The City was hit with some sobering figures this morning, as the latest official data showed UK GDP suffered its largest annual fall on record.
The economy shrank 9.9 per cent in 2020 as a result of the Covid-19 pandemic, but narrowly avoided a double-dip recession with growth of one per cent in the final quarter of the year.
Here’s what analysts made of the numbers.
‘Less bad than expected’
The GDP figures are “less bad than expected”, says PwC chief economist Jonathan Gillham, adding that Brits are becoming more adaptable to lockdowns from an economic perspective.
“However, this is still the largest contraction in GDP on record and the economy is still eight per cent smaller than it was pre-Covid.
“To put this into perspective, every person in the UK is roughly £3,300 worse off than they were in 2019 on a net basis.”
Despite the modest growth in UK GDP the fourth quarter, Gillham warns there is “still much to be done” before the economy fully recovers.
“Key sectors such as retail and accommodation are still struggling significantly and this is having a serious impact on employees and business owners. As a consequence, we may see substantial price rises in these sectors over the next 12 months as business owners battle with supply chain issues and disruptions at the UK border.”
‘The tunnel keeps getting longer’
Susannah Streeter, senior investment and markets analyst at Hargreaves Lansdown, says the UK GDP data “underlines the damage wreaked by Covid on businesses up and down the country”.
“There is still a mountain to climb in this recovery and there will be a lot more pain to come given the current nationwide shutdowns.
“With no road map yet laid out to the re-opening of the economy, it’s hard to see the light at the end of the tunnel when the tunnel keeps getting longer.”
Streeter says Bank of England chief economist Andy Haldane has done his best to drum up confidence, but warns: “The forecast that the economy will bounce back like a coiled spring as people spend the savings they have amassed during lockdown will depend on just how easy it will be to splash that cash.”
The Office for National Statistics warned its UK GDP figures may be less accurate than usual due to the massive change in the economy this year.
Nevertheless, the figures are “quite shocking”, says Rachel Winter, associate investment director at Killik & Co.
“It’s good to see the improvement in the monthly data since the record fall that occurred in April.
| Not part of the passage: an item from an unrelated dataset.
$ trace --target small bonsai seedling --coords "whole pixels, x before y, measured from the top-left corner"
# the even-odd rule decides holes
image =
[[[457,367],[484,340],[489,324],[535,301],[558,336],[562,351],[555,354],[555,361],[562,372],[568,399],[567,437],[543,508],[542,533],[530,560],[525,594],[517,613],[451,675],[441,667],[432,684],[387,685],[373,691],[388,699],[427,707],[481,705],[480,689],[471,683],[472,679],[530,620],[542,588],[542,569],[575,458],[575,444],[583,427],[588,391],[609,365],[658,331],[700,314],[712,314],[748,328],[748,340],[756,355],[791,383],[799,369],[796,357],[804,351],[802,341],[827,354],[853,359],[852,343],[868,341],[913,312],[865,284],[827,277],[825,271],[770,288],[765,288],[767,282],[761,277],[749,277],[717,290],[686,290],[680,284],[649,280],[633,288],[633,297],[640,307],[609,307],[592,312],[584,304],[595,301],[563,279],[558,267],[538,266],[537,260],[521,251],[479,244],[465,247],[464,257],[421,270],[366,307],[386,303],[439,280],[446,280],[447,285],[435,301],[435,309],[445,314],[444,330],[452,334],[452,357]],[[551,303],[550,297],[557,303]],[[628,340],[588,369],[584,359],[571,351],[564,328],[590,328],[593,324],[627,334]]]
Although some of this improvement can be attributed to the relaxing of lockdown restrictions that has occurred throughout the latter part of the year, it’s also likely that businesses have adapted to operate more effectively within the restrictions,” she says.
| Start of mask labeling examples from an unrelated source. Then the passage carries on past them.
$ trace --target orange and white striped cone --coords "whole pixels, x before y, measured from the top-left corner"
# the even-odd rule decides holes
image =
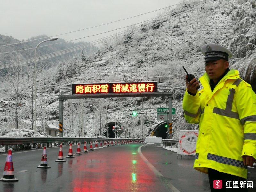
[[[103,148],[103,147],[102,146],[102,141],[100,141],[100,143],[99,148]]]
[[[44,146],[44,149],[43,150],[42,158],[41,159],[41,163],[40,165],[37,166],[37,168],[42,168],[42,169],[47,169],[51,168],[50,167],[48,166],[47,162],[47,155],[46,154],[46,146]]]
[[[69,149],[68,149],[68,154],[66,157],[67,158],[74,158],[73,156],[73,150],[72,150],[72,143],[69,144]]]
[[[77,149],[76,150],[76,153],[75,155],[82,155],[81,153],[81,149],[80,148],[80,143],[78,143],[77,145]]]
[[[92,148],[92,141],[91,141],[91,144],[90,145],[90,148],[89,149],[89,151],[93,151],[93,149]]]
[[[106,141],[104,141],[104,145],[103,146],[103,147],[107,147],[107,142]]]
[[[3,178],[0,179],[0,181],[9,182],[18,181],[18,180],[17,179],[14,177],[14,168],[12,156],[12,150],[8,150]]]
[[[98,142],[96,141],[95,143],[95,147],[94,148],[94,149],[98,149],[99,148],[98,148]]]
[[[64,157],[63,157],[63,152],[62,151],[62,144],[60,144],[60,150],[59,151],[59,155],[58,155],[58,159],[55,161],[57,162],[63,162],[66,161],[64,160]]]
[[[82,152],[82,153],[88,153],[87,151],[87,147],[86,146],[86,142],[84,141],[84,150]]]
“The new capabilities gained during the last year should help to drive UK economic growth in future.”
‘A small mercy’
Richard Hunter, head of markets at Interactive Investor, says the UK GDP figures “may not be cause for celebration, but avoiding a double-dip recession is a small mercy”.
“Growth in the fourth quarter of one per cent was made possible by the country not being locked down for the whole period and, perhaps equally importantly, by the fact that many companies were rather better prepared having experienced the effects of the pandemic earlier in the year”
Hunter warns there is “every likelihood” of a contraction in the first quarter of this year after the UK was plunged back into another full lockdown.
“More positively, the release of pent-up demand after restrictions have been eased could provide a significant boost as the year progresses.”